What color brings to mind your past?

When I was really little, I shared a bedroom with my grandmother who lived with us until her death. The room was painted what I think they called rose, but was really more of vivid salmon pink. She loved that color, that of the roses her Norwegian logger husband gave to her before an accident in the woods, the weight of the world falling down. Doctors could do nothing for such internal injuries so they brought him home to quietly bleed out, there beneath her tears. She was just 36 years old and had three children. She never remarried.
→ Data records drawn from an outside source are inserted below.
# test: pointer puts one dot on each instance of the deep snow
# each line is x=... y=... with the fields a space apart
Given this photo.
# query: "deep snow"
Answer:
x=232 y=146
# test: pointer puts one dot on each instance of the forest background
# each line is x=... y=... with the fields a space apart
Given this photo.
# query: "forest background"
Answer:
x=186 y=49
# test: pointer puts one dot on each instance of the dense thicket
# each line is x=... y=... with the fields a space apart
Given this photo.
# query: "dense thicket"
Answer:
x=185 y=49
As a kid I hated that color.  It certainly didn't match my G.I. Joe action fort I'd built in the corner of the room. I swore if I ever had my own place it would NEVER have a pink room.
A couple short years after Grandma passed away Dad stated that my room needed repainting, (Yay!)  I asked if I could paint it and maybe paint a rainbow on it (hey, I was in 6th grade). He said yes, but he was only going to buy the base color. Anything else I did to it, I'd have to use what was in the garage of the leftover paint.
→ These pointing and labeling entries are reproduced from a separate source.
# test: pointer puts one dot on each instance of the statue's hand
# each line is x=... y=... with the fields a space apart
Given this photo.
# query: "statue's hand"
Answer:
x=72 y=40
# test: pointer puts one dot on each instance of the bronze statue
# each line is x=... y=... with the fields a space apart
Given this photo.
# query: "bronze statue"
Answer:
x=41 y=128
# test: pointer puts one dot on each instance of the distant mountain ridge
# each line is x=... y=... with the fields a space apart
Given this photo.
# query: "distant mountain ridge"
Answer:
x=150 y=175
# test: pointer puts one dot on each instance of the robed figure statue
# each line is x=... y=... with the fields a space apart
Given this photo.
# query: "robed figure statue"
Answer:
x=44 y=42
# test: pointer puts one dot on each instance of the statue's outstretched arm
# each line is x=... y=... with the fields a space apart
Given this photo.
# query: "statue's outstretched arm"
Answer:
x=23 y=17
I chose yellow. Let's just say there wasn't much to pick from for the rainbow which is why there remains to this day (though the yellow has been painted over), two rainbows, a half one behind the bed, and a full one on the other side made out of 70's yellow, gold and aqua and yes, the remainder of the horrid salmon pink. Dad refuses to paint over them and surprisingly when he had his kitchen fire, my room was the only one closed off to the point it had no smoke damage.
There is no accounting for taste in color. When my daughter and her husband bought their first home, the price was a steal given the area, which was quite upscale, but for a good reason. Some of the walls were painted black (the rest seemed to be covered in those press on mirrors). Bits of the back yard looked like it had been torched, and the carpet inside was damp enough with spilled beer that you could probably grow wild rice in the living room. It had been some young hipster's bachelor pad (or Darth Vader's, we're still not sure). Now it is painted white and varying shades of blue, with three stories of glass that look out onto the Rockies, the walls seemingly joining the sky.
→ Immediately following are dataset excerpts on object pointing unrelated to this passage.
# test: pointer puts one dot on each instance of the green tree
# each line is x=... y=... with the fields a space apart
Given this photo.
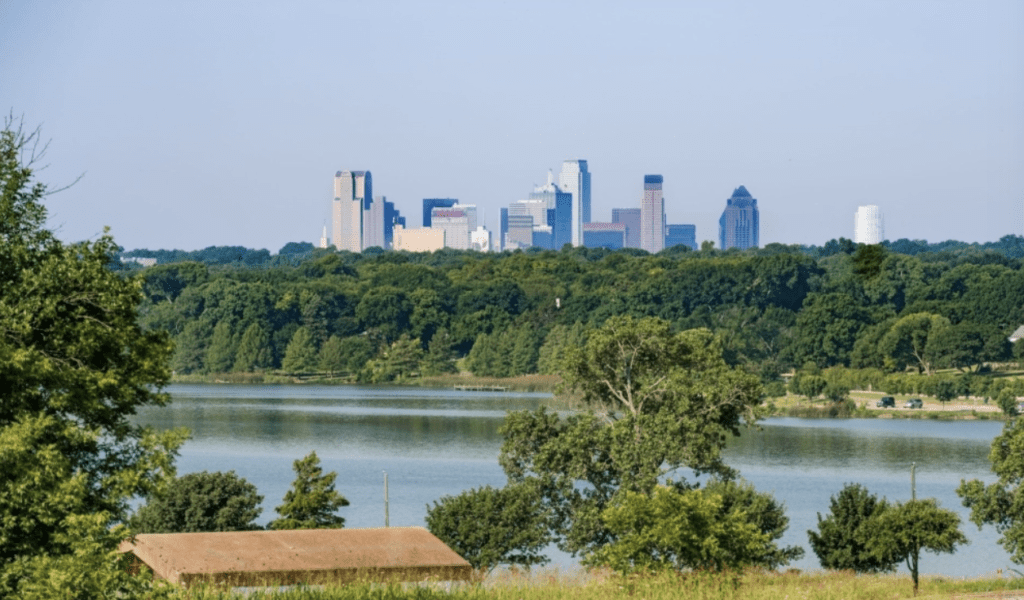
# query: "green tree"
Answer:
x=906 y=342
x=718 y=527
x=220 y=354
x=842 y=539
x=1007 y=400
x=945 y=390
x=312 y=501
x=491 y=526
x=657 y=401
x=201 y=502
x=332 y=356
x=75 y=366
x=1001 y=504
x=439 y=356
x=904 y=529
x=400 y=360
x=254 y=349
x=301 y=354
I'd say that if I had a favorite color, it would still be yellow, the color of butter, of daisies, and the sun that makes you weep as you look into it. Yet, there are other colors that bring back memories. The Range living room is this antique looking sage green.  It could stand with a redo, but the color will remain the same, I think, as I go to the paint store to look at samples.
It's the color of my parents living room, not the green of the apples in the tree in the backyard, that hung low over the limbs we'd hang from like monkeys.  It's not the deep grey green  swirl of a river full of steelhead.  It was more of the aromatic sage of something wonderful coming from the oven; the laughter of Mom and Grandma in the kitchen; the recipe born of white paper and cursive script.  It's those smells that make you weep for the lost colors of childhood.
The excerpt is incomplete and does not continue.